I don’t have a problem with the sailing attempt — I think that today’s children are far too coddled and infantilized (all the way to age 26, thanks to ObamaCare). I don’t see anything particularly magic about eighteen, either. Different people mature at different rates. There are many people who would never be able to do this at any age (most people, I’d say). What I’m looking forward to is the youngest (or even first) person to sail around the moon.

The President Said What, Now?

Thoughts from Lileks on the KeisterKicker-in-Chief:

“He didn’t mean donkey,” she said, this being the only possible explanation. I shook my head. It will now be difficult to tell her not to use that word; it will now be a matter of time before my wife says, “Well, your daughter was sounding presidential today,” and it won’t be a reference to mankind’s universal aspirations. Unless you include the desire to kick BP’s tuckus, which seems fairly widespread.

I don’t know if I’ve written this, but I’ve certainly thought it. When I heard the president, my first response was, “Who is he kidding?” My second one was, “Gee, and here I thought that the purpose of getting people together to assay the facts was to determine what effective action to take. How Chicago of him to think that the only effective action is to take one’s boot off the throat of the country long enough to bury it in the appropriate fundament.”

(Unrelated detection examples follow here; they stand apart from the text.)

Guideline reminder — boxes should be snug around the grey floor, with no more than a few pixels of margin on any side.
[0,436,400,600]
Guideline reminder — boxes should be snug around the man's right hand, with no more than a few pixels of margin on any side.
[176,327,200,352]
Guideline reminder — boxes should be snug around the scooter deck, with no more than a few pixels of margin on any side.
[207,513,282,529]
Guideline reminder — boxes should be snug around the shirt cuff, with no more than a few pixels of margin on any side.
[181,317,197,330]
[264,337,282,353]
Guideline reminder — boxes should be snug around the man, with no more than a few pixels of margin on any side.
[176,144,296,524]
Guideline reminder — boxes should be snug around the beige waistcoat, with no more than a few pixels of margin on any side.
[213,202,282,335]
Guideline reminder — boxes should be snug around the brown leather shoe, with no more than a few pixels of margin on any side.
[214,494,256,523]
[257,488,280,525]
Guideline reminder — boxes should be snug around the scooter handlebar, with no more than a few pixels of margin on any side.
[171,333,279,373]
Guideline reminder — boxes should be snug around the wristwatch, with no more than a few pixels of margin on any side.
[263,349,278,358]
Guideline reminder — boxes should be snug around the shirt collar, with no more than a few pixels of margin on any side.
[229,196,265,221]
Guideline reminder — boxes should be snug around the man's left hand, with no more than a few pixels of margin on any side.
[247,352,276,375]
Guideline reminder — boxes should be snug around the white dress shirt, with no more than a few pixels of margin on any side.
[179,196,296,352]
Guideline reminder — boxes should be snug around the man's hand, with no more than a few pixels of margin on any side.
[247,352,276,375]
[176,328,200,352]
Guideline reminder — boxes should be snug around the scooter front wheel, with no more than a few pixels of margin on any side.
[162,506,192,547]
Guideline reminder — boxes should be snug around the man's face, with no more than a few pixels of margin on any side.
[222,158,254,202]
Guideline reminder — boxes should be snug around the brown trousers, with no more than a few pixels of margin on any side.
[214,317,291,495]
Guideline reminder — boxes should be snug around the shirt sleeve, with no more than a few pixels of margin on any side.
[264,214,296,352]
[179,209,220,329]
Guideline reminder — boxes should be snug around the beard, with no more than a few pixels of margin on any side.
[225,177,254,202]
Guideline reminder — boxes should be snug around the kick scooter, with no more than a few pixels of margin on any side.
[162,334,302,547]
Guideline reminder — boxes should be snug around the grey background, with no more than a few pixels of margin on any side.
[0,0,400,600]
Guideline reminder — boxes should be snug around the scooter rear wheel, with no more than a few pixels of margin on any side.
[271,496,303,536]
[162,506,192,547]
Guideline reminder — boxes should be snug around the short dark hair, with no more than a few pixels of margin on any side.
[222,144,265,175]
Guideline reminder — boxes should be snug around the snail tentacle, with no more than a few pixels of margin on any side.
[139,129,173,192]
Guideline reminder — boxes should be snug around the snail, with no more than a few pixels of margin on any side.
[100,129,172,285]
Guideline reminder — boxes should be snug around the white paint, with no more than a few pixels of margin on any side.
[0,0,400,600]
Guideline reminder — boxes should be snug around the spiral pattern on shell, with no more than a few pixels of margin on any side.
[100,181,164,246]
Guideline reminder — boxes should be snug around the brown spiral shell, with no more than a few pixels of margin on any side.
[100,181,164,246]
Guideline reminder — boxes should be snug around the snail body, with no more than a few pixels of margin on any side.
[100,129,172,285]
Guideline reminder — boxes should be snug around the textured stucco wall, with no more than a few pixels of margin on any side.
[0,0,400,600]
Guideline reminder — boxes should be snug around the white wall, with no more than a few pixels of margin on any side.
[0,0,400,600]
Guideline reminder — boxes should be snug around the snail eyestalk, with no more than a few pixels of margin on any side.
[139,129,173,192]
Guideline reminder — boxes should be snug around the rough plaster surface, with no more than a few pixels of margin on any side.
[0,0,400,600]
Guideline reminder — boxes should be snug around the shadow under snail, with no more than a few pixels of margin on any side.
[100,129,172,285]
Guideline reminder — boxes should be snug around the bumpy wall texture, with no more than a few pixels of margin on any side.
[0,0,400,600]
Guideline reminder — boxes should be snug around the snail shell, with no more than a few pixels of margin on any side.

And I, for one, haven’t been complaining about the president not emoting enough. I’ve never been interested in a president that “felt my pain.” All I’ve ever wanted is one that isn’t the cause of it.

No, my complaint is that he’s incompetent. So the all the talk about the asskickery isn’t very impressive to me. Usually, I’m glad that he’s incompetent, because most of the things he wants to do are awful, and I want them to fail at them, but this is a case where I wish that he could actually get it right.

[Update a while later]

Rich Lowry agrees with me: Mr. President, please don’t feel our pain.”

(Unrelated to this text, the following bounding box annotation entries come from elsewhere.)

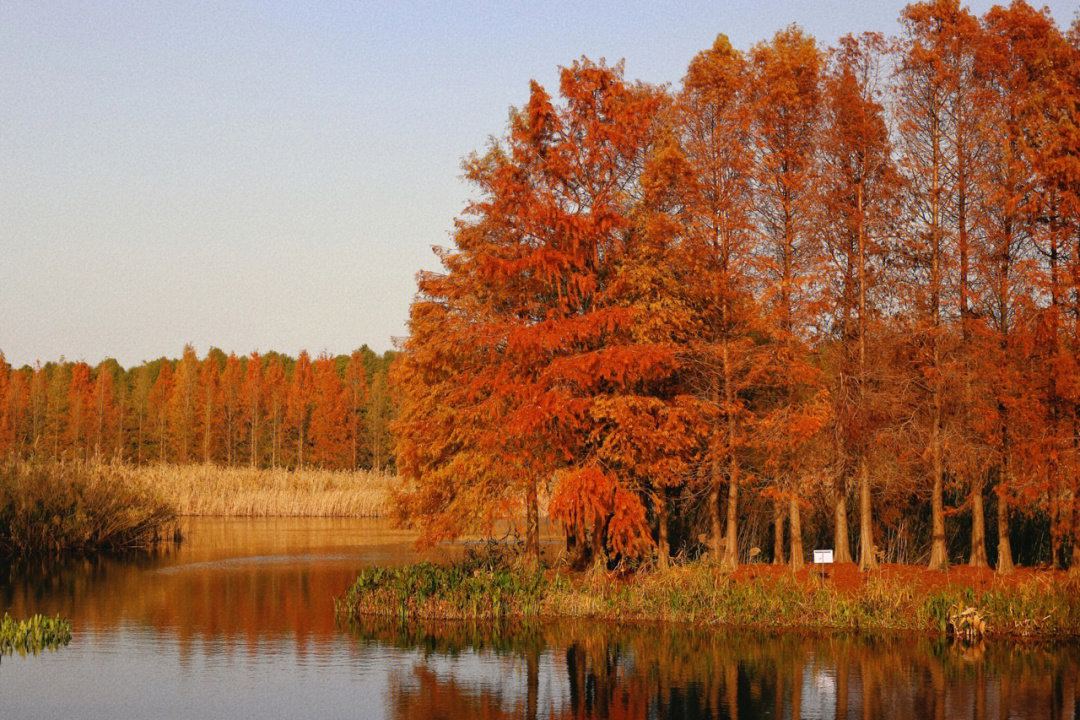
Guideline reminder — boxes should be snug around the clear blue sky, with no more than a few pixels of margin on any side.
[0,0,1076,365]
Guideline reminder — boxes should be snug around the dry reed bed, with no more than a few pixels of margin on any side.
[0,462,176,560]
[118,465,396,517]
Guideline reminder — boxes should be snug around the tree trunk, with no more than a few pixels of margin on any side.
[724,457,739,570]
[708,463,724,565]
[833,488,851,562]
[998,492,1015,575]
[929,419,948,570]
[859,458,877,572]
[593,515,607,565]
[787,493,806,570]
[657,490,671,570]
[525,483,540,568]
[968,483,989,568]
[772,500,784,565]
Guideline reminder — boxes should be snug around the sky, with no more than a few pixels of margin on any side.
[0,0,1076,366]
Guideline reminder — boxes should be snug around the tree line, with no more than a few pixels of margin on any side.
[0,345,394,470]
[392,0,1080,572]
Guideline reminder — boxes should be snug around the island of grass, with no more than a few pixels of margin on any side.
[336,553,1080,639]
[0,613,71,657]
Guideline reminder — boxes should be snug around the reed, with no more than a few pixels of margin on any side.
[0,462,176,560]
[121,464,397,517]
[0,613,71,656]
[337,562,1080,638]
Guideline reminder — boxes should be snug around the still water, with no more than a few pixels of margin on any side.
[0,519,1080,720]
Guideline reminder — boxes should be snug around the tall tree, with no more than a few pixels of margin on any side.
[751,27,827,569]
[647,36,758,569]
[221,353,244,467]
[265,354,288,467]
[311,354,348,467]
[241,352,266,467]
[820,35,899,570]
[168,345,199,463]
[285,350,314,470]
[893,0,972,569]
[197,353,221,464]
[345,350,368,470]
[147,358,175,463]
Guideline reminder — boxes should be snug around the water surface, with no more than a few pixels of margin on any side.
[0,519,1080,720]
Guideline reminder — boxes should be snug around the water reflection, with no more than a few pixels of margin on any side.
[0,519,1080,720]
[354,621,1080,720]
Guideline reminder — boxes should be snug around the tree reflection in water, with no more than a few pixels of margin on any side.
[353,620,1080,720]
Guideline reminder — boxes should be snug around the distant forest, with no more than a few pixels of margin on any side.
[394,0,1080,572]
[0,345,394,470]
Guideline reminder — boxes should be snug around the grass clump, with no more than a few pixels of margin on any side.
[0,463,176,560]
[0,613,71,656]
[335,544,544,621]
[338,559,1080,638]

Was it Bill Clinton who started this infantilization of the American people?

[Update a few minutes later]

Jonah Goldberg isn’t impressed, either:

It’s like a Tonight Show joke.

Leno: “The president is so dorky . . . ”

Audience: “How dorky is he?”

“He’s so dorky, when he gets angry he convenes a panel of experts to tell him whose ass to kick.”

And speaking of The Tonight Show, let me reassure both editors and readers of family newspapers everywhere about my use of the word “ass.” Historian Steven Hayward reminds me that in 1979, Jimmy Carter responded to Ted Kennedy’s primary challenge by declaring he would “whip his ass.” It was one of those moments of presidential lameness that conjures the same bile of pity, schadenfreude, and heebie-jeebies one feels upon seeing a middle-aged balding dude with a long gray ponytail dancing at a rave.

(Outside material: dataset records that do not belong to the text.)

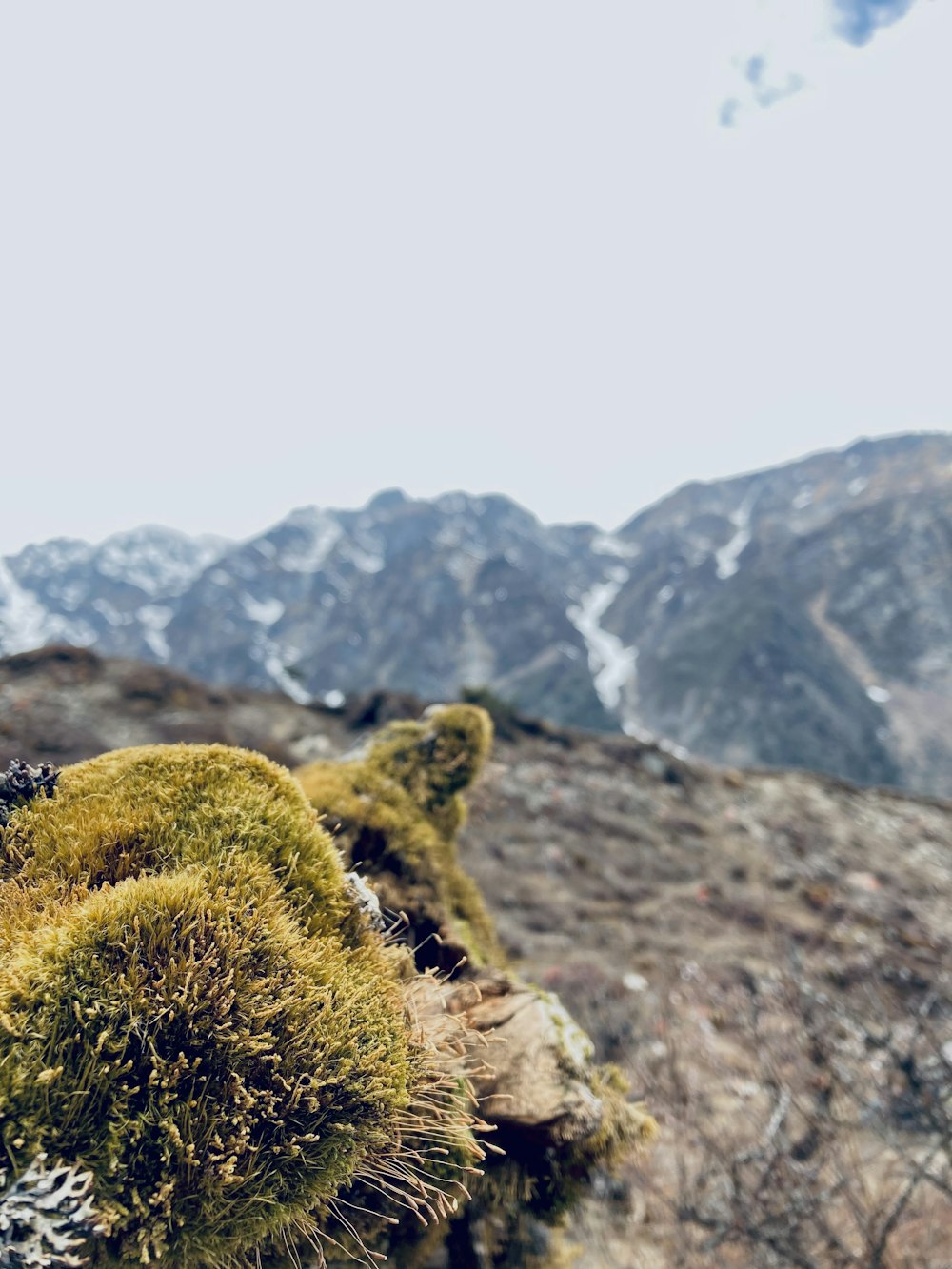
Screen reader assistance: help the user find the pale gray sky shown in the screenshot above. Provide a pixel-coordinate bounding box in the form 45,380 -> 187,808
0,0 -> 952,553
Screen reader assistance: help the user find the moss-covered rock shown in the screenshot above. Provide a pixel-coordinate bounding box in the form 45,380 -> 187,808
297,704 -> 656,1269
0,746 -> 481,1269
296,705 -> 503,972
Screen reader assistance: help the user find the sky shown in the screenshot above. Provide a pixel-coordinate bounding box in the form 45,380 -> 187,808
0,0 -> 952,553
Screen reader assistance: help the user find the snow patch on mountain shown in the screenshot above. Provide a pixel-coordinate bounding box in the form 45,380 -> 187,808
566,567 -> 637,709
241,591 -> 285,625
715,503 -> 750,582
250,631 -> 313,705
277,506 -> 344,572
94,525 -> 226,598
591,533 -> 641,560
136,605 -> 174,663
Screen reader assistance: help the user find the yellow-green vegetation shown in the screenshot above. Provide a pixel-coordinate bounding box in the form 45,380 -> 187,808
296,704 -> 502,971
0,746 -> 481,1269
296,704 -> 656,1269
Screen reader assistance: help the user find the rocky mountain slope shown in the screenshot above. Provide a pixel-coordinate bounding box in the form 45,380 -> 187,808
0,649 -> 952,1269
0,434 -> 952,793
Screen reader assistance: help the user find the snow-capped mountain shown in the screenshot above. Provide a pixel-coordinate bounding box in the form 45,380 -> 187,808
0,434 -> 952,793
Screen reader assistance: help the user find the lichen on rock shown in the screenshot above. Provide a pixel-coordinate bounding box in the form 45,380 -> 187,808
0,746 -> 483,1269
297,705 -> 656,1266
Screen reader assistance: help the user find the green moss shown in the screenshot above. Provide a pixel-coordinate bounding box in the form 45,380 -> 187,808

As John Stewart said, the president is going to have to kick himself. In fact, if he had sufficient self awareness, he’d know that there are many reasons to do so.

[Update a couple minutes later]

The Democrats can’t put the blame genie back in the bottle. This is the kind of situation for which the Bard came up with the expression, “hoist onwith his own petard.”

[Update a while later]

Three reasons that the president should be kicking himself.

Vampires

We stopped clicking for a few minutes and found a show that looked interesting, and watched it for a few minutes. Then we discovered it was about vampires.

Click.

What is it with modern culture (or even popular culture going back decades, or centuries) that is so fascinated by immortal blood suckers? I know there are lots of pseudopsychological explanations for it, but they just leave me cold. I have zero interest.

Kind of like Barack Obama, now that I think about it. And I wouldn’t deny a relationship.